I know that was totally off topic, but I just can't help but think about it. Where would any of us be without our dogs?


----------



## ArreauStandardPoodle (Sep 1, 2009)

He is a beautiful baby!!! I always tell people that the arrival of a new puppy is when the heart begins to heal. The new puppy will never replace its predecessor, but will fill the hole its passing leaves behind.


----------



## Fluffyspoos (Aug 11, 2009)

You did a great job! He looks great!


----------



## Birdie (Jun 28, 2009)

He looks so good! He sure is handsome. I love all that puppy fluff... so cute!


----------



## Feathersprings (Jul 15, 2010)

ArreauStandardPoodle said:


> He is a beautiful baby!!! I always tell people that the arrival of a new puppy is when the heart begins to heal. The new puppy will never replace its predecessor, but will fill the hole its passing leaves behind.


Well said, this is just how I feel. I am finally getting to where I can talk about Draco without bursting into tears.. The hole gets a tiny bit small everyday. we even find comparisons between the two boys  Like how he trippy trots out to the horse yard with me and waits by the gate just like his predecessor 
Sometimes I will se a big black dog at the gate and it will just strike me how similar they are in ways.Instead of feeling sad I am enjoying those memories.


----------



## Feathersprings (Jul 15, 2010)

k8rz said:


> ..but only a little!
> 
> I couldn't bring myself to take away all the fluffiness, but I had to do SOMETHING to make him look like a poodle so that my dad would quit calling him a goat. :crazy: He seriously refers to him as Billy because he thinks he looks like a goat. ANYWAY...
> 
> ...


he looks adorable...I was so reluctant to cut Hoolies coat at first LOL! now I go back and look at pictures  I like it much better cut! Haha


----------



## Chagall's mom (Jan 9, 2010)

Looks to me like he's easy to love, what a cute little guy!!


----------



## neVar (Dec 25, 2009)

you did really good job. I cried when i took bella down into the lamb. So much hair came off *L*


----------



## k8rz (Dec 27, 2010)

Thanks so much guys! I was really nervous to groom him for some reason. I'm never nervous on a clients dog! I think it might've been because I've never done the puppy cut before, and I wanted to make sure I did everything right so he didn't look like a dork. haha.


----------



## jester's mom (Nov 25, 2008)

What a sweet looking handsome boy!
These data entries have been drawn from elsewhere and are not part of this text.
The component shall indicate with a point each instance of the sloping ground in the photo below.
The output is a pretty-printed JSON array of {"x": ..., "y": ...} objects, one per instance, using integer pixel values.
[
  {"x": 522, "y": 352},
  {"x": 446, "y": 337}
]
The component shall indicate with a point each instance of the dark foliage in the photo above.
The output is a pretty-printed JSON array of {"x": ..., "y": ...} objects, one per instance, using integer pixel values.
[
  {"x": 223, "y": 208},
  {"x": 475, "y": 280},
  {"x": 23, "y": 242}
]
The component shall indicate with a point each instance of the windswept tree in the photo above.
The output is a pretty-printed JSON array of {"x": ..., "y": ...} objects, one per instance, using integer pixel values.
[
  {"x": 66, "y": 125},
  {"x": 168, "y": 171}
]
You did a great job on his trim, he looks dapper! LOL


----------



## JE-UK (Mar 10, 2010)

He looks great!


----------



## BigDog (Dec 14, 2010)

He looks fantastic!
Im sure I will regret saying this but Im so anxious to start
"learning" to groom Tux when I get him home =)


----------



## Ms Stella (Aug 16, 2010)

Excellent!


----------



## BFF (Jun 10, 2009)

Beautiful little pup! It will be fun to see more pictures.


----------